Using the Ext JS PivotGrid
July 29, 2010 by Ed Spencer · 2 Comments
One of the new components we just unveiled for the Ext JS 3.3 beta is PivotGrid. PivotGrid is a powerful new component that reduces and aggregates large datasets into a more understandable form.
A classic example of PivotGrid’s usefulness is in analyzing sales data. Companies often keep a database containing all the sales they have made and want to glean some insight into how well they are performing. PivotGrid gives the ability to rapidly summarize this large and unwieldy dataset – for example showing sales count broken down by city and salesperson.
A simple example
We created an example of this scenario in the 3.3 beta release. Here we have a fictional dataset containing 300 rows of sales data (see the raw data). We asked PivotGrid to break the data down by Salesperson and Product, showing us how they performed over time. Each cell contains the sum of sales made by the given salesperson/product combination in the given city and year.

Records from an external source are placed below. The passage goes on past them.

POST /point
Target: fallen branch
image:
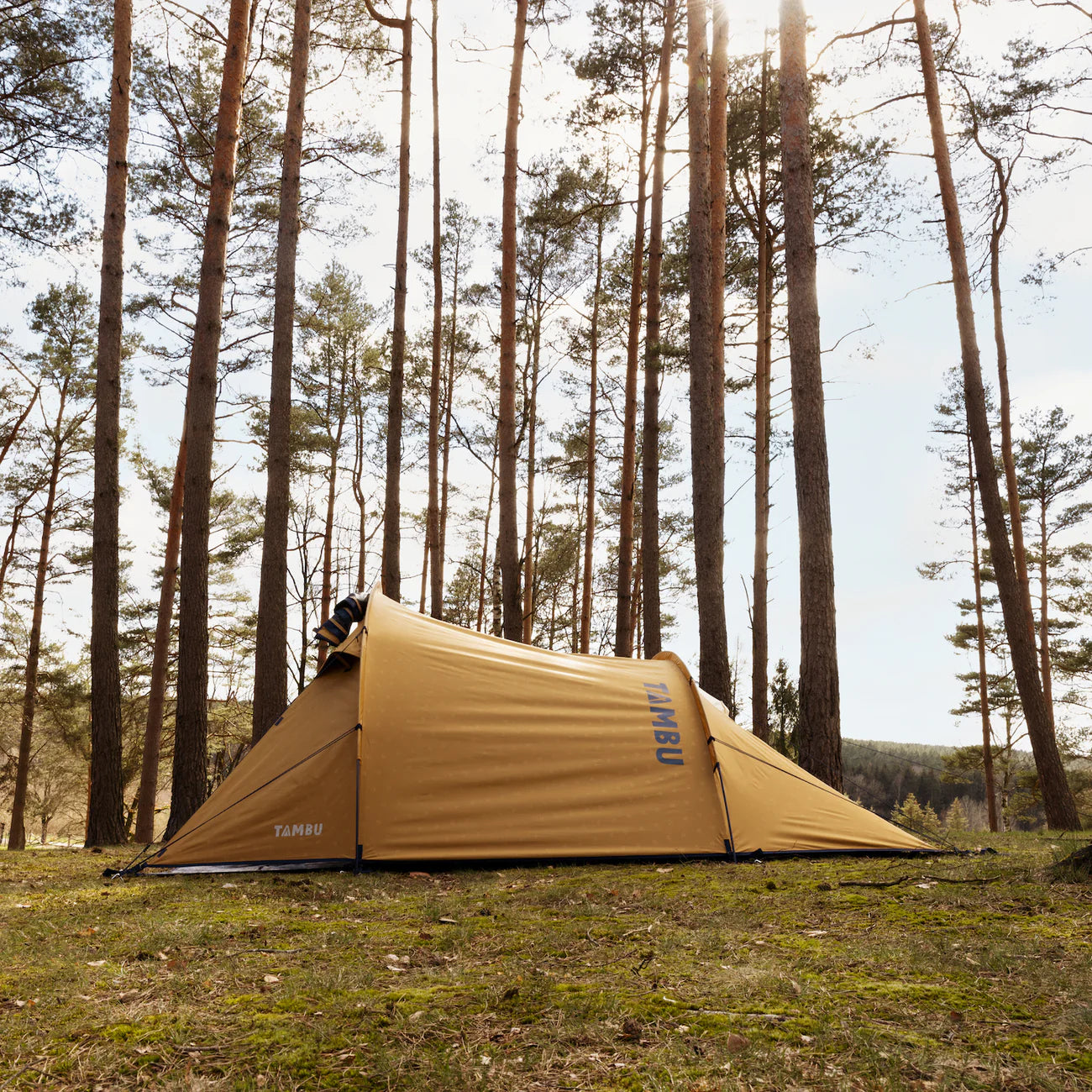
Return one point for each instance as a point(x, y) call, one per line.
point(901, 879)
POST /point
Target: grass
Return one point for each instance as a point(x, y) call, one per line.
point(963, 973)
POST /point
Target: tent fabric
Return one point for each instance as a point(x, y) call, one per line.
point(427, 742)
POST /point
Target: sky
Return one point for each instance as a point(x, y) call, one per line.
point(898, 673)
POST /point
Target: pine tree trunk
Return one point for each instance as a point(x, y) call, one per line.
point(271, 638)
point(987, 735)
point(1016, 519)
point(508, 550)
point(433, 531)
point(17, 837)
point(160, 654)
point(392, 507)
point(820, 732)
point(706, 383)
point(650, 436)
point(361, 501)
point(623, 612)
point(1044, 617)
point(1058, 797)
point(105, 819)
point(528, 561)
point(760, 639)
point(189, 783)
point(326, 601)
point(449, 400)
point(593, 413)
point(485, 541)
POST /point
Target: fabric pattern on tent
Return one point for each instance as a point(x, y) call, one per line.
point(427, 742)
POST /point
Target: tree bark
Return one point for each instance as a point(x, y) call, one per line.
point(449, 399)
point(650, 436)
point(760, 638)
point(997, 228)
point(271, 665)
point(1044, 616)
point(485, 539)
point(593, 412)
point(433, 531)
point(987, 734)
point(106, 806)
point(392, 506)
point(528, 560)
point(189, 785)
point(706, 385)
point(17, 837)
point(623, 612)
point(326, 601)
point(160, 651)
point(820, 730)
point(508, 550)
point(1058, 797)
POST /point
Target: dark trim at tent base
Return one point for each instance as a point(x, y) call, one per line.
point(448, 865)
point(204, 869)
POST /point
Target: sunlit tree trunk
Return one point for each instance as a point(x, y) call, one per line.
point(998, 224)
point(485, 539)
point(593, 413)
point(987, 735)
point(392, 507)
point(271, 638)
point(17, 837)
point(433, 530)
point(1058, 797)
point(760, 640)
point(706, 383)
point(448, 407)
point(105, 818)
point(192, 719)
point(623, 612)
point(508, 550)
point(528, 561)
point(160, 654)
point(820, 728)
point(650, 438)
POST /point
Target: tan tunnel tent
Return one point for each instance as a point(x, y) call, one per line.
point(424, 742)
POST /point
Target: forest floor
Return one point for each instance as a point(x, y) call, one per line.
point(927, 973)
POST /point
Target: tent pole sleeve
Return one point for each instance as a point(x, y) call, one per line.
point(356, 827)
point(730, 847)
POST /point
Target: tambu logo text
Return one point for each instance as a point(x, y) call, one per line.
point(296, 829)
point(664, 725)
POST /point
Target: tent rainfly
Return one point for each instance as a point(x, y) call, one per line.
point(424, 742)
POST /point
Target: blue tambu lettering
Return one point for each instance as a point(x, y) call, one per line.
point(664, 724)
point(663, 717)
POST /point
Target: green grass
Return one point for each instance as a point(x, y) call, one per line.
point(691, 976)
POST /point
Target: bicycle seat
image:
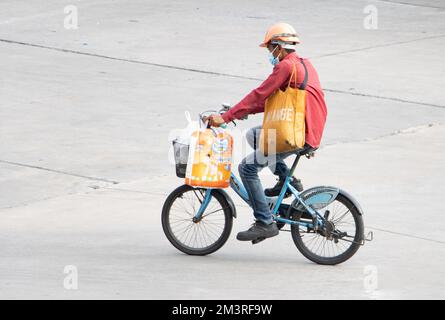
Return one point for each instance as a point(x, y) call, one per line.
point(307, 151)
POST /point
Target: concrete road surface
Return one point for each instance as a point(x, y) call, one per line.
point(86, 112)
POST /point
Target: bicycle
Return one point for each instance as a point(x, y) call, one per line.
point(204, 223)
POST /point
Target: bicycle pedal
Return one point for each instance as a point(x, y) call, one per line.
point(258, 240)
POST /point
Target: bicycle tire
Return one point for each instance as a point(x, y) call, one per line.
point(228, 222)
point(355, 244)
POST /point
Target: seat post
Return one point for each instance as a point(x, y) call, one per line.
point(291, 173)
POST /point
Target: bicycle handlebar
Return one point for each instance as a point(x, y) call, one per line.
point(225, 107)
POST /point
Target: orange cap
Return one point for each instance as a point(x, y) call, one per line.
point(280, 31)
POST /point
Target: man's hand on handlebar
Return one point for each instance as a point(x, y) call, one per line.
point(215, 120)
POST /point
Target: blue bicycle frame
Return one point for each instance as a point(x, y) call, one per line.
point(238, 187)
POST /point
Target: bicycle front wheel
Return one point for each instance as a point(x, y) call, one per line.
point(201, 237)
point(338, 240)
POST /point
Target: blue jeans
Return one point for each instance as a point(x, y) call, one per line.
point(248, 170)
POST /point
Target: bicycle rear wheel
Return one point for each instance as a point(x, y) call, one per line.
point(338, 241)
point(196, 237)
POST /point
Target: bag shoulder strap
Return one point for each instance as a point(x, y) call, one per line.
point(304, 83)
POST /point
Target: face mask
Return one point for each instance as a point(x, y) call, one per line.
point(273, 60)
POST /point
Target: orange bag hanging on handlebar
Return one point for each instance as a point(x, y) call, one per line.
point(210, 159)
point(284, 126)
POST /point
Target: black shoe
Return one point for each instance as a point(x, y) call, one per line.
point(258, 230)
point(275, 191)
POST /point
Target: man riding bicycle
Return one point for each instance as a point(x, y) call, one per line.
point(280, 40)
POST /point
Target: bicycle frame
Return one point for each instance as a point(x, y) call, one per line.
point(239, 189)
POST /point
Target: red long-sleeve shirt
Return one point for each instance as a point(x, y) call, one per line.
point(316, 110)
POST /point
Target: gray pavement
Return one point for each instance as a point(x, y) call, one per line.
point(85, 117)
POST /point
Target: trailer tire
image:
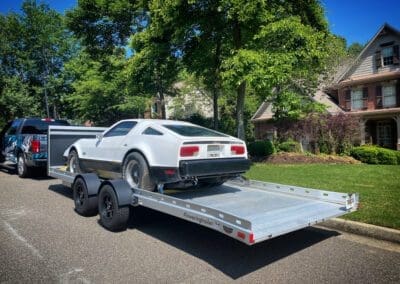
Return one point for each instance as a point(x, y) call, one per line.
point(73, 164)
point(81, 198)
point(136, 172)
point(23, 170)
point(112, 217)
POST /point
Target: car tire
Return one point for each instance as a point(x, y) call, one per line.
point(73, 164)
point(81, 198)
point(112, 217)
point(23, 170)
point(136, 172)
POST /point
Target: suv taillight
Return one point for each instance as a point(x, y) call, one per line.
point(189, 151)
point(35, 146)
point(237, 150)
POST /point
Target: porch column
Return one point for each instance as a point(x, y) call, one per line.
point(397, 119)
point(362, 130)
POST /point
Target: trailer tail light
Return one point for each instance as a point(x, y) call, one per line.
point(189, 151)
point(35, 146)
point(237, 150)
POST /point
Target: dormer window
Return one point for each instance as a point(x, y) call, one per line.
point(387, 56)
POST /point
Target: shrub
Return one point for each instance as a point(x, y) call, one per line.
point(375, 155)
point(261, 148)
point(289, 146)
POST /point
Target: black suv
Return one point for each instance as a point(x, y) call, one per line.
point(23, 144)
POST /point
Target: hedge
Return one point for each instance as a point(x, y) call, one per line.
point(289, 146)
point(371, 154)
point(261, 148)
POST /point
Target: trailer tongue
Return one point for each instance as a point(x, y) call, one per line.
point(249, 211)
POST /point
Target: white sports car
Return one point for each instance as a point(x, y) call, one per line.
point(148, 153)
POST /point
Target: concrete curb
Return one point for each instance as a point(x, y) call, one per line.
point(363, 229)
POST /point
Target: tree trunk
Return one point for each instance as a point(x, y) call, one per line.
point(241, 92)
point(217, 83)
point(162, 103)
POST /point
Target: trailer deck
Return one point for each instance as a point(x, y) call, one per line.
point(250, 211)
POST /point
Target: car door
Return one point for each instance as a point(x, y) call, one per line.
point(110, 148)
point(10, 141)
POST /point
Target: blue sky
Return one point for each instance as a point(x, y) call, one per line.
point(355, 20)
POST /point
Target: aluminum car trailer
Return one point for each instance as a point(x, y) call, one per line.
point(249, 211)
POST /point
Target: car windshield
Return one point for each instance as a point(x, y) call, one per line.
point(40, 126)
point(192, 131)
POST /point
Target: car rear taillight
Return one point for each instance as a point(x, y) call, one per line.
point(189, 151)
point(237, 150)
point(35, 146)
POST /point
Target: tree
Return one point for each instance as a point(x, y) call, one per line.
point(100, 91)
point(237, 46)
point(33, 48)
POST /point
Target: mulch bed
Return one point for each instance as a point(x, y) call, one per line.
point(299, 158)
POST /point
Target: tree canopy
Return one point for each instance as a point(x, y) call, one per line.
point(106, 60)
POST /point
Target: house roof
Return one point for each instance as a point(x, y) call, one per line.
point(385, 27)
point(264, 112)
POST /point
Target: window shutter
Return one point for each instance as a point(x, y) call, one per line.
point(347, 100)
point(378, 61)
point(396, 59)
point(365, 97)
point(379, 102)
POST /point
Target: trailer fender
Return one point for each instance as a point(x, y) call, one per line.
point(92, 183)
point(88, 205)
point(122, 190)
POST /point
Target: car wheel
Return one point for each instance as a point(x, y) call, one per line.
point(136, 172)
point(112, 217)
point(22, 169)
point(81, 198)
point(73, 164)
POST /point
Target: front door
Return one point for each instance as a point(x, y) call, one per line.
point(385, 134)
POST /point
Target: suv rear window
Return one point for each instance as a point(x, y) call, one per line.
point(193, 131)
point(40, 126)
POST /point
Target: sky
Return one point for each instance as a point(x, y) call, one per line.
point(355, 20)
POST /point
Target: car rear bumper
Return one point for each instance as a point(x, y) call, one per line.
point(200, 169)
point(215, 167)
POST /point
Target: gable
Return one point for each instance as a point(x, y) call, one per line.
point(365, 64)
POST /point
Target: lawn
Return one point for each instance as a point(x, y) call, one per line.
point(378, 186)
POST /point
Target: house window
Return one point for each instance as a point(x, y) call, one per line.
point(389, 95)
point(387, 55)
point(357, 101)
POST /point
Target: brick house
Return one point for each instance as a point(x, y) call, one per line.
point(368, 89)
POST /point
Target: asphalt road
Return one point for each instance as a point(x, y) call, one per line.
point(43, 239)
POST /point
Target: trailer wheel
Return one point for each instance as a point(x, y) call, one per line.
point(73, 163)
point(81, 198)
point(22, 169)
point(112, 217)
point(136, 172)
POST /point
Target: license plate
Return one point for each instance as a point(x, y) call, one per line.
point(213, 151)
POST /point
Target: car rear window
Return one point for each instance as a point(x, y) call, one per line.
point(192, 131)
point(40, 126)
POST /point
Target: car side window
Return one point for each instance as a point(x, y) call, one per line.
point(120, 129)
point(151, 131)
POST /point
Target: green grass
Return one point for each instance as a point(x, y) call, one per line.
point(378, 186)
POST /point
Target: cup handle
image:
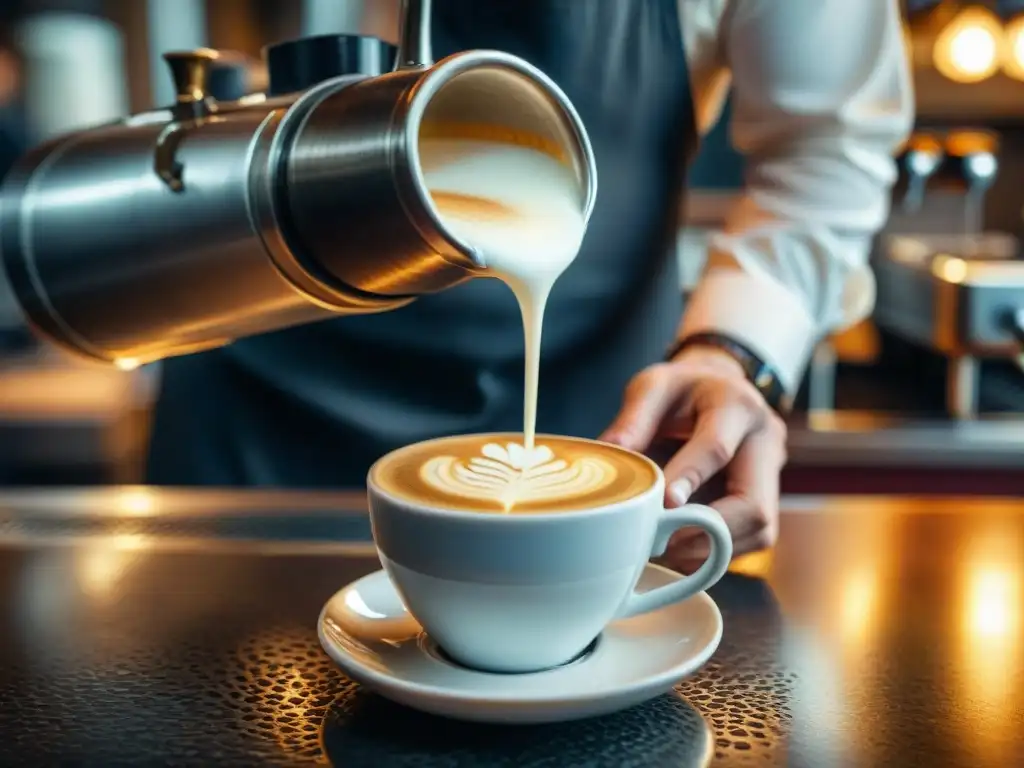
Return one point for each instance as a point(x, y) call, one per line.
point(695, 515)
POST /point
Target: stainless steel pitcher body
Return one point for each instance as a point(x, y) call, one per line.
point(184, 228)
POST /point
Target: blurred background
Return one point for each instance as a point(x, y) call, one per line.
point(938, 372)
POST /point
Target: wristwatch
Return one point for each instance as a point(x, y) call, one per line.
point(759, 373)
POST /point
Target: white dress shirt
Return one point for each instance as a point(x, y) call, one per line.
point(821, 99)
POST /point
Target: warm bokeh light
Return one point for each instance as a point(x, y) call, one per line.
point(1014, 60)
point(949, 268)
point(970, 48)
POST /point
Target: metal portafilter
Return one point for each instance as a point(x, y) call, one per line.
point(921, 160)
point(185, 227)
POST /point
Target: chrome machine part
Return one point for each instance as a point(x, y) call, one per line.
point(186, 227)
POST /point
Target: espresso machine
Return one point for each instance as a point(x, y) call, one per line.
point(185, 227)
point(957, 290)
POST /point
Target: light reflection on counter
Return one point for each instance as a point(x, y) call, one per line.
point(101, 566)
point(987, 645)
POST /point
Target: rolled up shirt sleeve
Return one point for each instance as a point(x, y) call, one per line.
point(821, 100)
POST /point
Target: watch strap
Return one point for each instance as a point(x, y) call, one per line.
point(760, 374)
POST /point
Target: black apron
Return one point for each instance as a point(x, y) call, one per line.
point(313, 407)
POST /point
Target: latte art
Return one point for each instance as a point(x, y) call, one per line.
point(496, 474)
point(509, 474)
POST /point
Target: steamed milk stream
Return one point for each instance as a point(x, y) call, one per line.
point(519, 207)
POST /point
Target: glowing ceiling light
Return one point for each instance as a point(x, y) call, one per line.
point(970, 48)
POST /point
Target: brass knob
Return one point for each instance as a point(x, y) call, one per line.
point(190, 72)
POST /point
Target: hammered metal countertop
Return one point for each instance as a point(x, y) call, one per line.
point(175, 628)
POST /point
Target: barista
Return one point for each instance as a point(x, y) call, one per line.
point(822, 98)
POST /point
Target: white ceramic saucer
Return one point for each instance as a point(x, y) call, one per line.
point(369, 634)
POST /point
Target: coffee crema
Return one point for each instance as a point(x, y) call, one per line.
point(495, 473)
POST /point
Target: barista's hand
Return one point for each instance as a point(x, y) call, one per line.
point(704, 398)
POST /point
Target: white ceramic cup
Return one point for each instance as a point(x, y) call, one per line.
point(522, 593)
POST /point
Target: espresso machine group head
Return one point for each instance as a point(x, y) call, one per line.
point(185, 227)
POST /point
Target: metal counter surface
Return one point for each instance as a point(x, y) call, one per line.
point(175, 628)
point(872, 439)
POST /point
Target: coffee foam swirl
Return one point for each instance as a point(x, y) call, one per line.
point(493, 473)
point(506, 474)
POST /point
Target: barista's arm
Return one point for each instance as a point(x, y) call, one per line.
point(822, 98)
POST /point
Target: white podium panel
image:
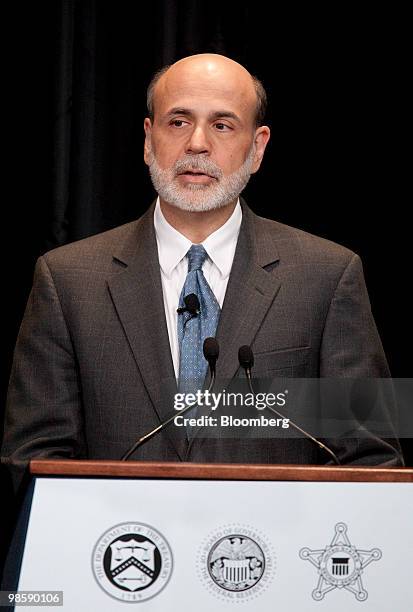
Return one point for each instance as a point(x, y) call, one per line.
point(179, 545)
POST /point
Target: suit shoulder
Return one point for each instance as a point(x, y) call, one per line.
point(291, 240)
point(95, 251)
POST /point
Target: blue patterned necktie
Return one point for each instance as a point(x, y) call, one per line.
point(192, 330)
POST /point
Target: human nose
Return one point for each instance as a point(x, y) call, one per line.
point(198, 141)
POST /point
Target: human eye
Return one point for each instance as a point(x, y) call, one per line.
point(222, 127)
point(178, 123)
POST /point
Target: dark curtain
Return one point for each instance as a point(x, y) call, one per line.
point(336, 164)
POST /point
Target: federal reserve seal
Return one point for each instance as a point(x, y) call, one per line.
point(236, 563)
point(132, 562)
point(340, 565)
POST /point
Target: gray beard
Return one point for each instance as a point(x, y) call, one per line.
point(196, 197)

Let’s see how we create this PivotGrid:
var SaleRecord = Ext.data.Record.create([
{name: 'person', type: 'string'},
{name: 'product', type: 'string'},
{name: 'city', type: 'string'},
{name: 'state', type: 'string'},
{name: 'month', type: 'int'},
{name: 'quarter', type: 'int'},
{name: 'year', type: 'int'},
{name: 'quantity', type: 'int'},
{name: 'value', type: 'int'}
]);
var myStore = new Ext.data.Store({
url: 'salesdata.json',
autoLoad: true,
reader: new Ext.data.JsonReader({
root: 'rows',
idProperty: 'id'
}, SaleRecord)
});
var pivotGrid = new Ext.grid.PivotGrid({
title : 'Sales Performance',
store : myStore,
aggregator: 'sum',
measure : 'value',
leftAxis: [
{dataIndex: 'person', width: 80},
{dataIndex: 'product', width: 90}
],
topAxis: [
{dataIndex: 'year'},
{dataIndex: 'city'}
]
});
The first half of this ought to be very familiar – we just set up a normal Record and Store. This is all we need to load our sample data so that it’s ready for pivoting. This is all exactly the same code as for our other Store-bound components like Grid and DataView so it’s easy to take an existing Grid and turn it into a PivotGrid.
The second half of the code creates the PivotGrid itself. There are 5 main components to a PivotGrid – the store, the measure, the aggregator, the left axis and the top axis. Taking these in turn:
- Store – the Store we created above
- Measure – the field in the data that we want to aggregate (in this case the sale value)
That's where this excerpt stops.